National Center for Biotechnology Information, NLM, National Institutes of Health, Bethesda, MD 20894, USA.
Biol Direct. 2012 Dec 14;7:46. doi: 10.1186/1745-6150-7-46.
Collections of Clusters of Orthologous Genes (COGs) provide indispensable tools for comparative genomic analysis, evolutionary reconstruction and functional annotation of new genomes. Initially, COGs were made for all complete genomes of cellular life forms that were available at the time. However, with the accumulation of thousands of complete genomes, construction of a comprehensive COG set has become extremely computationally demanding and prone to error propagation, necessitating the switch to taxon-specific COG collections. Previously, we reported the collection of COGs for 41 genomes of Archaea (arCOGs). Here we present a major update of the arCOGs and describe evolutionary reconstructions to reveal general trends in the evolution of Archaea.
The updated version of the arCOG database incorporates 91% of the pangenome of 120 archaea (251,032 protein-coding genes altogether) into 10,335 arCOGs. Using this new set of arCOGs, we performed maximum likelihood reconstruction of the genome content of archaeal ancestral forms and gene gain and loss events in archaeal evolution. This reconstruction shows that the last Common Ancestor of the extant Archaea was an organism of greater complexity than most of the extant archaea, probably with over 2,500 protein-coding genes.
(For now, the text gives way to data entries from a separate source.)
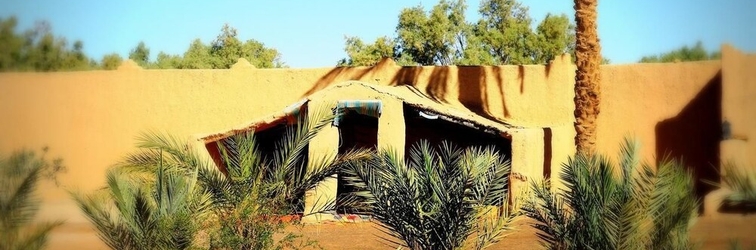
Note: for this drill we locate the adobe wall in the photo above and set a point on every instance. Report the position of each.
(91, 119)
(739, 106)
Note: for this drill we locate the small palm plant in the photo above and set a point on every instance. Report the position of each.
(250, 198)
(19, 175)
(135, 214)
(438, 198)
(635, 208)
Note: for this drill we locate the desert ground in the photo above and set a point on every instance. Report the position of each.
(709, 232)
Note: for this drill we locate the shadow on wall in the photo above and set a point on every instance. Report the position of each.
(693, 136)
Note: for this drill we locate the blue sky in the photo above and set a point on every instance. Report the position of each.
(311, 33)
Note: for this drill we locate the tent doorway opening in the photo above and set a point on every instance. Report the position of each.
(356, 131)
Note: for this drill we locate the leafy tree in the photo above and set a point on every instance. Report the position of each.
(436, 199)
(38, 49)
(555, 37)
(227, 49)
(254, 191)
(361, 54)
(140, 54)
(111, 61)
(435, 38)
(505, 29)
(19, 175)
(197, 56)
(639, 207)
(683, 54)
(442, 36)
(166, 61)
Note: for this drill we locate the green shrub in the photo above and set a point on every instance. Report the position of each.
(436, 199)
(19, 175)
(635, 208)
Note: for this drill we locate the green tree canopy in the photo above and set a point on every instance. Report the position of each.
(504, 34)
(683, 54)
(38, 49)
(140, 54)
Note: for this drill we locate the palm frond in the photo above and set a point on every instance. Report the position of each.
(437, 198)
(604, 210)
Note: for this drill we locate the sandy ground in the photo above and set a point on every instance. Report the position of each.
(709, 232)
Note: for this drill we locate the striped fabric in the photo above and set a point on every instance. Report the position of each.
(372, 108)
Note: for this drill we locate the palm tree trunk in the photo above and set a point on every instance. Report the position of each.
(587, 76)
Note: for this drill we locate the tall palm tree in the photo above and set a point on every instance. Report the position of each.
(437, 198)
(587, 76)
(638, 208)
(19, 175)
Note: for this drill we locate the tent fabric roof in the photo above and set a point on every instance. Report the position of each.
(407, 94)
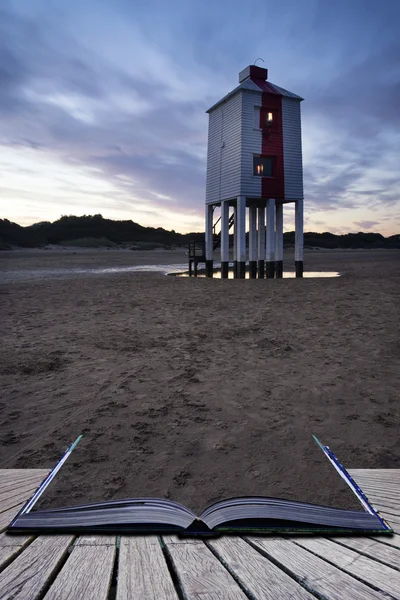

The subsequent evolution of almost all archaeal lineages was apparently dominated by gene loss resulting in genome streamlining. Overall, in the evolution of Archaea as well as a representative set of bacteria that was similarly analyzed for comparison, gene losses are estimated to outnumber gene gains at least 4 to 1. Analysis of specific patterns of gene gain in Archaea shows that, although some groups, in particular Halobacteria, acquire substantially more genes than others, on the whole, gene exchange between major groups of Archaea appears to be largely random, with no major 'highways' of horizontal gene transfer.
The updated collection of arCOGs is expected to become a key resource for comparative genomics, evolutionary reconstruction and functional annotation of new archaeal genomes. Given that, in spite of the major increase in the number of genomes, the conserved core of archaeal genes appears to be stabilizing, the major evolutionary trends revealed here have a chance to stand the test of time.
This article was reviewed by (for complete reviews see the Reviewers' Reports section): Dr. PLG, Prof. PF, Dr. PL (nominated by Prof. JPG).
同源基因簇(COG)的集合为比较基因组分析、进化重建和新基因组的功能注释提供了不可或缺的工具。最初,COG 是为当时所有可用的细胞生命形式的完整基因组制作的。然而,随着数千个完整基因组的积累,构建一个全面的 COG 集合变得极其计算密集且容易传播错误,因此需要切换到分类群特异性 COG 集合。此前,我们报道了 41 个古菌基因组(arCOG)的 COG 集合。在这里,我们对 arCOG 进行了重大更新,并描述了进化重建,以揭示古菌进化的一般趋势。
arCOG 数据库的更新版本将 120 种古菌(总共 251032 个蛋白质编码基因)的泛基因组的 91%整合到 10335 个 arCOG 中。使用这个新的 arCOG 集合,我们对古菌祖先形式的基因组内容和古菌进化中的基因增益和丢失事件进行了最大似然重建。该重建表明,现存古菌的最后共同祖先比大多数现存古菌的复杂程度更高,可能有超过 2500 个蛋白质编码基因。随后,几乎所有古菌谱系的进化显然都受到基因丢失的主导,导致基因组简化。总体而言,在古菌的进化以及为进行比较而同样进行分析的一组代表细菌中,基因丢失的数量估计至少是基因获得数量的 4 倍。对古菌中基因获得的特定模式的分析表明,尽管某些群体,特别是盐杆菌,获得的基因明显多于其他群体,但总的来说,古菌主要群体之间的基因交换似乎是随机的,没有主要的水平基因转移“高速公路”。
更新的 arCOG 集合有望成为比较基因组学、进化重建和新古菌基因组功能注释的关键资源。鉴于尽管基因组数量大幅增加,但古菌基因的保守核心似乎趋于稳定,这里揭示的主要进化趋势有可能经得起时间的考验。
本文由(完整评论见评论者报告部分):PLG 博士、PF 教授、PL 博士(由 JPG 教授提名)进行了评审。